Ketika orang-orang melihatnya, mereka menjadi pengikut ajarannya dan membangun sebuah gubuk daun untuknya, menyediakan semua keperluannya (sebagai petapa), membuat sebuah tempat tinggal bagi dirinya di sana. Pada saat itu, seorang penangkap unggas (burung) di desa ini menangkap seekor burung ketitir47, ia melatihnya sebagai pengumpan dan memeliharanya di dalam sebuah sangkar.
Kemudian ia membawanya ke hutan, dan dengan suara burung ketitir itu, mengumpan burung ketitir lainnya untuk datang mendekat. Burung ketitir pengumpan berpikir, “Karena diriku, banyak saudaraku yang lain menghadapi kematian mereka. Ini adalah sebuah perbuatan yang buruk bagiku.” Maka ia pun tidak bersuara lagi. Ketika mengetahui ia tidak bersuara, sang majikan memukul kepalanya dengan sebatang bambu. Karena merasa sakit, ia pun kembali bersuara dan pemburu itu kembali mendapatkan buruannya.
Kemudian burung ketitir berpikir lagi, “Baiklah, anggap mereka mati. Tidak ada niat buruk dalam diriku. Apakah ada akibat yang buruk disebabkan oleh perbuatanku ini? Ketika saya tidak bersuara, mereka tidak datang, tetapi mereka datang ketika saya bersuara. Dan mereka semua yang datang itu akan ditangkap dan dibunuh oleh orang ini. Apakah ada perbuatan buruk dalam hal ini dari diriku, atau tidak? Siapakah yang benar-benar dapat memberikan jawaban atas keraguanku ini?” Demikianlah seterusnya pemikiran burung ketitir tersebut.
[65] Dan ia pun mencari orang bijak yang demikian untuk dapat memberikan jawaban kepadanya. Pada suatu hari, pemburu ini berhasil menjerat banyak burung ketitir, memasukkan mereka ke dalam keranjangnya dan datang ke tempat Bodhisatta untuk meminta sedikit air minum. Setelah meletakkan keranjang yang dibawanya, ia meminum air, berbaring di tanah dan tertidur. Melihatnya sedang tertidur, burung ketitir pengumpan itu berpikir, “Saya akan bertanya kepada petapa ini mengenai keraguanku, dan jika ia tahu jawabannya, ia akan memecahkan permasalahanku.
Dengan tetap berada di dalam sangkarnya, ia mengulangi bait pertama berikut dalam bentuk pertanyaan:
Hidup yang bahagia kujalani sehari-hari,
makanan berlimpah tersedia untukku:
Yang Mulia, saya berada di suatu jalan
yang berbahaya, bagaimanakah masa depanku?

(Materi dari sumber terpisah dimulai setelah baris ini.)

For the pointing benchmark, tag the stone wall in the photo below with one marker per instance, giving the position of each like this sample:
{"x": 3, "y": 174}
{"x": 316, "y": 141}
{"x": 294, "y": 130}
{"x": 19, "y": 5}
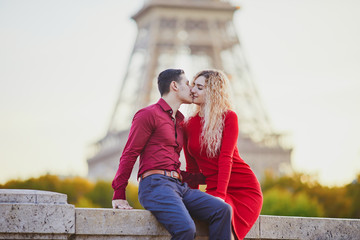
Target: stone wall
{"x": 32, "y": 214}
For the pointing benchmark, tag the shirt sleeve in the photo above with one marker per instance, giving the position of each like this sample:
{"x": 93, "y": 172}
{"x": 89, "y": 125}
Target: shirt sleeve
{"x": 141, "y": 129}
{"x": 228, "y": 146}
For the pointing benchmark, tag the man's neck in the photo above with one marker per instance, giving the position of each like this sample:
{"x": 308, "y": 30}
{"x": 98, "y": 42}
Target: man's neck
{"x": 173, "y": 103}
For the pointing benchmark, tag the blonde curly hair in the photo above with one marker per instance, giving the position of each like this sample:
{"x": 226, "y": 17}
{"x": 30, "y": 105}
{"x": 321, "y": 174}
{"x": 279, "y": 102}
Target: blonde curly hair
{"x": 217, "y": 103}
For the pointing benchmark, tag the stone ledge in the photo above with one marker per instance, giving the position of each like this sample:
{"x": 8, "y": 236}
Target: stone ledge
{"x": 31, "y": 214}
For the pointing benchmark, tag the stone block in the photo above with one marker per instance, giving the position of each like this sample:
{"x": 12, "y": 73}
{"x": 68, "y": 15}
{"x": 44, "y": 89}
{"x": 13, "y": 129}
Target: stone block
{"x": 280, "y": 227}
{"x": 31, "y": 214}
{"x": 130, "y": 224}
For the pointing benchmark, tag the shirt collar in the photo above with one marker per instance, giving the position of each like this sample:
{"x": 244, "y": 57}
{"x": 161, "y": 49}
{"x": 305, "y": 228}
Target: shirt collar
{"x": 165, "y": 106}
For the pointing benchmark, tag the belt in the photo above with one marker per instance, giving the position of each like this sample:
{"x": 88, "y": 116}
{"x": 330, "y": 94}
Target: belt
{"x": 173, "y": 174}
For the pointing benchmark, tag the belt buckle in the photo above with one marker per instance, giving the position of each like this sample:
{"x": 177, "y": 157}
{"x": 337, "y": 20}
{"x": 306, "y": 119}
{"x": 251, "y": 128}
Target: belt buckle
{"x": 172, "y": 174}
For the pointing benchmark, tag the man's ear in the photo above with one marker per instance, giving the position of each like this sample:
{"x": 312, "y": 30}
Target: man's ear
{"x": 174, "y": 85}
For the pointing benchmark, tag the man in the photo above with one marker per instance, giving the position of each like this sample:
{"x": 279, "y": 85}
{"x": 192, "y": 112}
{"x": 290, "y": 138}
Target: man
{"x": 156, "y": 135}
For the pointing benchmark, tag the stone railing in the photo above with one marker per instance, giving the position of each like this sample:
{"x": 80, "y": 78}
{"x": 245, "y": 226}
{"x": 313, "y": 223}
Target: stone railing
{"x": 32, "y": 214}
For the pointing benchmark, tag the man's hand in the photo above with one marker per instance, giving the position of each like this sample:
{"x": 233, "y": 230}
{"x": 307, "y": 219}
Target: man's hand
{"x": 121, "y": 204}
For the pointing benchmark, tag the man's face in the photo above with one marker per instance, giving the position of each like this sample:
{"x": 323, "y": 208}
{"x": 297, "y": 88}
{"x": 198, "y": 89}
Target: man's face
{"x": 184, "y": 89}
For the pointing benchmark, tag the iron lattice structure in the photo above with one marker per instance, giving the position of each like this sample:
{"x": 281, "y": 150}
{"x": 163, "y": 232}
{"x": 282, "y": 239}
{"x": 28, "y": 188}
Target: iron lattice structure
{"x": 192, "y": 35}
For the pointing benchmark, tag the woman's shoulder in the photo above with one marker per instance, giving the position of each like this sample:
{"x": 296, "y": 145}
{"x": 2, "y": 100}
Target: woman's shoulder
{"x": 230, "y": 115}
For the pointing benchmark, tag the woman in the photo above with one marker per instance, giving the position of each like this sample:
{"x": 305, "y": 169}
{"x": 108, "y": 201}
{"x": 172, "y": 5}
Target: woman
{"x": 211, "y": 149}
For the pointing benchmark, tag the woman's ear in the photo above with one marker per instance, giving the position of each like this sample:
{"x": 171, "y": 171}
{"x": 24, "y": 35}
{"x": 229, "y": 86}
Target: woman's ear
{"x": 174, "y": 85}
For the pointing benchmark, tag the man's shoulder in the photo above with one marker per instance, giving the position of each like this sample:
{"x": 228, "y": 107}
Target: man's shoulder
{"x": 150, "y": 111}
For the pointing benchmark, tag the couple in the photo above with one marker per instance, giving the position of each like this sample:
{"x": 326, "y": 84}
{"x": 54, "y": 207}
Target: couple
{"x": 209, "y": 137}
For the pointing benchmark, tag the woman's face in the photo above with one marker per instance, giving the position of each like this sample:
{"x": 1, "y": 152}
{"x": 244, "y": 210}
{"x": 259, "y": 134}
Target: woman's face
{"x": 198, "y": 90}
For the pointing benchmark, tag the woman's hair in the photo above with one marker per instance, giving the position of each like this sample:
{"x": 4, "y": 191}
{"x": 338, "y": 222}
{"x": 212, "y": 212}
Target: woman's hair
{"x": 217, "y": 103}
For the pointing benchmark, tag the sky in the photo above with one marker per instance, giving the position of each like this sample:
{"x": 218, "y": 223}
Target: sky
{"x": 62, "y": 63}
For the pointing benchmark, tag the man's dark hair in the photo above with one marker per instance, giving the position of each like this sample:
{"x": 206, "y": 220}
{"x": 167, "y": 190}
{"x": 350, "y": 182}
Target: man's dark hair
{"x": 166, "y": 77}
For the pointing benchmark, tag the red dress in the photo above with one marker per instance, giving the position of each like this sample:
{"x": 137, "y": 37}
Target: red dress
{"x": 227, "y": 175}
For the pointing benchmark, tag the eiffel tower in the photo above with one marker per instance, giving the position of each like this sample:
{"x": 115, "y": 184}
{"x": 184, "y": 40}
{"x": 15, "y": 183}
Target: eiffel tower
{"x": 192, "y": 35}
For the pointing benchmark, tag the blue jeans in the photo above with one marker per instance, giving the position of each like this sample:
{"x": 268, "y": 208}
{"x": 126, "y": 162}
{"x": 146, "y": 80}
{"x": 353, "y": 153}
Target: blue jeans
{"x": 174, "y": 204}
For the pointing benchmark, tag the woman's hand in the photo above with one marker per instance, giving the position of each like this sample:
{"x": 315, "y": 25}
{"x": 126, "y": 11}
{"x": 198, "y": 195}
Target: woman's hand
{"x": 121, "y": 204}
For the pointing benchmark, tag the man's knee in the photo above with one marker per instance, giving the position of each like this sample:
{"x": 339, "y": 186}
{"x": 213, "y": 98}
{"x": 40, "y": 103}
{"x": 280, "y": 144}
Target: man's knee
{"x": 187, "y": 231}
{"x": 225, "y": 209}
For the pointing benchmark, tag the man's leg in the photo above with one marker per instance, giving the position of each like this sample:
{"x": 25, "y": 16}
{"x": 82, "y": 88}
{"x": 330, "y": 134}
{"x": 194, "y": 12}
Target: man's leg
{"x": 161, "y": 195}
{"x": 208, "y": 208}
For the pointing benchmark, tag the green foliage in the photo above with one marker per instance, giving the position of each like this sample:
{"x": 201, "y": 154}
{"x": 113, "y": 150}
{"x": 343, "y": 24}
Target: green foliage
{"x": 353, "y": 192}
{"x": 101, "y": 194}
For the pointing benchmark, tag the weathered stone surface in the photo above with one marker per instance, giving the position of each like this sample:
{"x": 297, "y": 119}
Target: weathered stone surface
{"x": 279, "y": 227}
{"x": 31, "y": 196}
{"x": 124, "y": 223}
{"x": 30, "y": 214}
{"x": 26, "y": 213}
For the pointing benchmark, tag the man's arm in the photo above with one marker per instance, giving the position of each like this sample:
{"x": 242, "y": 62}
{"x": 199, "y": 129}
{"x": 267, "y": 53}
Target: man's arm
{"x": 140, "y": 132}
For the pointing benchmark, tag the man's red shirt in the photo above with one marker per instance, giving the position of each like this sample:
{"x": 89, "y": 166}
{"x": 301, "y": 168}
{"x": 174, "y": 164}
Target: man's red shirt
{"x": 157, "y": 137}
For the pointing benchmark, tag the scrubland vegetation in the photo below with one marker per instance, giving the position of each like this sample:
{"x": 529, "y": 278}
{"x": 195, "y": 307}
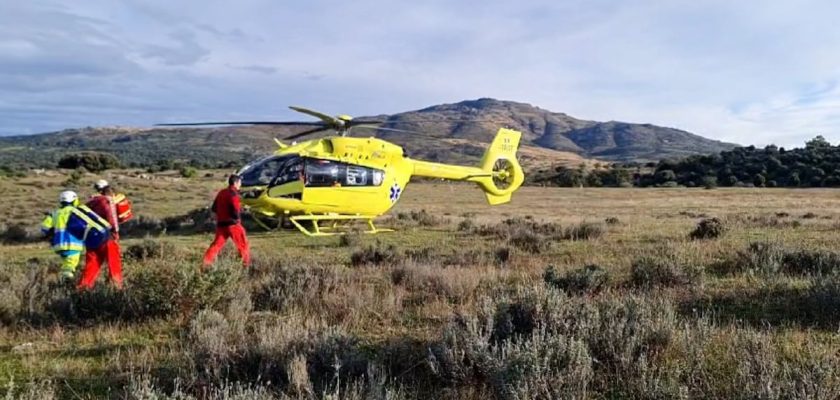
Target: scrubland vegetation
{"x": 565, "y": 293}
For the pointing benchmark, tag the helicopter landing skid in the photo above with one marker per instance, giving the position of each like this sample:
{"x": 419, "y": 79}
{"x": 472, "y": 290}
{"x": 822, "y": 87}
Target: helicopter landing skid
{"x": 339, "y": 224}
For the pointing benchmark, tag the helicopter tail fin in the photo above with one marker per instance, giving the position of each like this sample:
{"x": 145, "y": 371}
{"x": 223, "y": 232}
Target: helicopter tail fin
{"x": 505, "y": 175}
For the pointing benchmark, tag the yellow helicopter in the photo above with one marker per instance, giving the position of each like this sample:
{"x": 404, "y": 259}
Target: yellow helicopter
{"x": 322, "y": 185}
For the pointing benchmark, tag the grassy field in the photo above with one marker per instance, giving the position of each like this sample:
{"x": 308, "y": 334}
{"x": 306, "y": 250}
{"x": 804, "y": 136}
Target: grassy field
{"x": 563, "y": 293}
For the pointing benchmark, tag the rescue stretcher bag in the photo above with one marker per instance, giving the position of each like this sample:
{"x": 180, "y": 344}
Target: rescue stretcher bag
{"x": 123, "y": 208}
{"x": 91, "y": 228}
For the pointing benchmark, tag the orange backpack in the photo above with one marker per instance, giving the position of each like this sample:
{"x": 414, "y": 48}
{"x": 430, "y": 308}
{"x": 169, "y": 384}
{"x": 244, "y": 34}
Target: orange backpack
{"x": 123, "y": 208}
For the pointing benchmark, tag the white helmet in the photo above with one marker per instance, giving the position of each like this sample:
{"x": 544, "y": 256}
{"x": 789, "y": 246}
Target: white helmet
{"x": 67, "y": 196}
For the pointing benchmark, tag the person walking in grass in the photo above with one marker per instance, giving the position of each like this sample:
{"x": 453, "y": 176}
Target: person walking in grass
{"x": 72, "y": 228}
{"x": 104, "y": 205}
{"x": 228, "y": 209}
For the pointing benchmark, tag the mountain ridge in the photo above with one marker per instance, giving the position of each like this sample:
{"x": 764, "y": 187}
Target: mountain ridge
{"x": 466, "y": 126}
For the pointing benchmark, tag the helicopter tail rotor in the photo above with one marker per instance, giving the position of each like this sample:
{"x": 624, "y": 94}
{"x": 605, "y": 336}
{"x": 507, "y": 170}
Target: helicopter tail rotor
{"x": 504, "y": 174}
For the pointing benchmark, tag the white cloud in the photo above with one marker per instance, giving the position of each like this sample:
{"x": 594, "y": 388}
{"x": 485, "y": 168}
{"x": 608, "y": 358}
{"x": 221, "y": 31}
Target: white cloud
{"x": 727, "y": 70}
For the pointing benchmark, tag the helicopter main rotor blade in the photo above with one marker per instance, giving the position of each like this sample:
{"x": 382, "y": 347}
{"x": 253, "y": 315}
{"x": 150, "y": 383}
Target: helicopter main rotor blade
{"x": 323, "y": 117}
{"x": 353, "y": 122}
{"x": 284, "y": 123}
{"x": 389, "y": 129}
{"x": 308, "y": 132}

Bodhisatta menjawab pertanyaan ini dengan mengucapkan bait kedua berikut:
Jika tidak ada niat buruk di dalam pikiranmu
yang mengarah ke perbuatan buruk,
jika kamu hanya memainkan satu peran yang pasif,
maka kesalahan tidak berada pada dirimu.
Burung ketitir itu mengucapkan bait ketiga berikut setelah mendengar jawabannya:
‘Ah, saudaraku,’ demikian mereka berujar,
dan dengan berkelompok mereka datang melihatku.
Apakah saya bersalah, seharusnyakah mereka mati?
Tolong jawablah keraguan ini untukku.
[66] Mendengar perkataan ini, Bodhisatta mengulangi bait keempat berikut:
Jika tidak ada niat buruk di dalam pikiranmu,
maka perbuatanmu itu tidaklah buruk.
Ia yang memainkan satu peran yang pasif,
bebas dari segala kesalahan.
Demikianlah Sang Mahasatwa meyakinkan burung ketitir tersebut. Dan karena dirinya, burung ketitir itu terbebas dari perasaan bersalah. Kemudian penangkap unggas itu bangun, memberi hormat kepada petapa, membawa keranjangnya dan pergi.
____________________
Sang Guru mempertautkan kisah kelahiran mereka sesudah menyelesaikan uraian-Nya: “Pada masa itu, ayam hutan adalah Rāhula (Rahula), dan saya sendiri adalah petapa.